The extreme competition caught up with Dolhare in Kona in October 2011. She had been having pain in her wrists, but thought a cortisone injection prior to the race would ease the pain. It didn’t. She couldn’t grip her water bottles. She had a terrible headache, but didn’t think that unusual — she’d had migraines since she was a teenager. Her neck hurt so bad, though, that she couldn’t tuck into an aerodynamic position on the bike. Still, she willed herself to finish the race in 12 hours, 42 minutes, 23 seconds. “My pain threshold is really, really high,” she says. “My first son was 10.5 pounds, and I had him naturally [without pain medication].”
She did five more running races, including the Boston Marathon, the JFK 50-miler and the 124-mile Rouge-Orleans Ultramarathon before her doctor finally did an MRI and discovered that she had two ruptured discs between her C4 and C6 vertebrae and that her spine actually curved the wrong direction — as though she’d been sleeping on her stomach in a hammock. She underwent reconstructive surgery, spent five days in the hospital and needed another six months before she could compete again.
That could have been akin to a death sentence for her spirit, but Dolhare found a new way to cope: helping others. She had been raising money for disabled athletes through the Challenged Athletes Foundation in San Diego, but wanted to be more personally involved in work closer to her Charlotte, North Carolina, home. So in 2012 she founded RunningWorks, a nonprofit that gets homeless men and women out running, offers workshops on topics ranging from anger management to financial planning and provides support such as rides to court appointments or the hospital. “Running saved my life,” she says. “Maybe it can help save others.”
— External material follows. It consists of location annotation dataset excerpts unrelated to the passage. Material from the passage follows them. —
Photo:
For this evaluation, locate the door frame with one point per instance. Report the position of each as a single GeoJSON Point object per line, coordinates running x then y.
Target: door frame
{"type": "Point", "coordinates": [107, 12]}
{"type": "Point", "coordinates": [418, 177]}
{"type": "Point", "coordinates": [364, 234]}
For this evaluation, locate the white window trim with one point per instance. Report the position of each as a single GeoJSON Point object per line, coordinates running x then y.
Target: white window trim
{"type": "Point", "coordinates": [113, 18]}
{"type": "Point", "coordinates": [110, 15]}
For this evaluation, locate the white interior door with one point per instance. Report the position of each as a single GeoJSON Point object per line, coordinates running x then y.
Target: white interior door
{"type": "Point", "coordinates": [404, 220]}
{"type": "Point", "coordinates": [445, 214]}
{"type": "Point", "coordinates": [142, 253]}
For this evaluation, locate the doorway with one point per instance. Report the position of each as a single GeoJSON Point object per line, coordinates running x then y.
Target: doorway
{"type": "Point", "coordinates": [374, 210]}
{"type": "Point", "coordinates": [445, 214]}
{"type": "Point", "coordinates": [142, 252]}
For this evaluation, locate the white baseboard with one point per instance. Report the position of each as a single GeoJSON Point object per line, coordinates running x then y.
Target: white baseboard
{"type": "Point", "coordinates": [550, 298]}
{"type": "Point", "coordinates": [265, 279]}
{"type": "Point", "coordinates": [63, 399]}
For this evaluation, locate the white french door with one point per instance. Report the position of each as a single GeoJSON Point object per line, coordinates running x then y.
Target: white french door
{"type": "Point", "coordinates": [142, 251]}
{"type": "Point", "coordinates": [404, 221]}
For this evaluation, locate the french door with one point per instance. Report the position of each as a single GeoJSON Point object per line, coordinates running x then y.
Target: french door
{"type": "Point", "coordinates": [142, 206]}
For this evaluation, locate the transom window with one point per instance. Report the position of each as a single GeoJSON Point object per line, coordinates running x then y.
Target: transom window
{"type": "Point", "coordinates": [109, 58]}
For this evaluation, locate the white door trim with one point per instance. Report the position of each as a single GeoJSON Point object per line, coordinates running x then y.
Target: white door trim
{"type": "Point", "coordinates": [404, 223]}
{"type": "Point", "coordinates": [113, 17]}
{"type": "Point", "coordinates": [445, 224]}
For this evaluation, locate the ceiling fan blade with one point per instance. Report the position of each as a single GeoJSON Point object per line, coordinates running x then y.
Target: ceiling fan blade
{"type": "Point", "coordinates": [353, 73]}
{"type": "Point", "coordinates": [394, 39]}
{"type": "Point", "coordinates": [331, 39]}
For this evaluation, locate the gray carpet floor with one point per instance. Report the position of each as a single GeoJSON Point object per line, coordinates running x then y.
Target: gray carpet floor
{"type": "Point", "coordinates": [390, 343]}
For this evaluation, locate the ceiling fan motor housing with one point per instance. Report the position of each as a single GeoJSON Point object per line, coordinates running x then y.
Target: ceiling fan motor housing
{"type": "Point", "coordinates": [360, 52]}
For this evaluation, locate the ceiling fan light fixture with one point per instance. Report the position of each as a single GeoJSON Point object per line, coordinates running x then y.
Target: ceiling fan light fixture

The idea is to pass along the values of discipline, confidence, teamwork, self-respect and respecting others that Dolhare learned from sports to others through running and volunteering at events. “Sports gave me a sense of self-worth,” says Dolhare, who serves as executive director of RunningWorks. “That’s what I want to pass on to other people.”
One of her proudest moments, Dolhare says, came in 2013 when she ran alongside a RunningWorks member, Matthew, in a 50k event and then saw this man who had been homeless for six years begin a 30-hour/week job with the strength and confidence he had gained. Since its inception in 2012, RunningWorks has opened seven affiliates in the Carolinas and reaches about 500 individuals annually.
Dolhare came back from her spine surgery in characteristic extreme fashion, running the Bartram 100k at the close of 2012 after only a month of training. The following month, she took fifth place at the Brazil 135 Ultramarathon, 135 miles with 30,000 feet of elevation gain through the jungles of Camino da Fé. That year, 2013, she became the sixth woman in history to garner the Death Valley Cup by completing the Badwater 135-mile running race and the Furnace Creek 508-mile bike race in the same year.
Since her spine surgery, Dolhare has not returned to the pool. Her injury has made it difficult for her to turn her head. But she would love to resume triathlons, if her neck and her commitments at RunningWorks allow it.
“My favorite event ever is the IRONMAN,” she says. “I would love to go back to Hawaii.”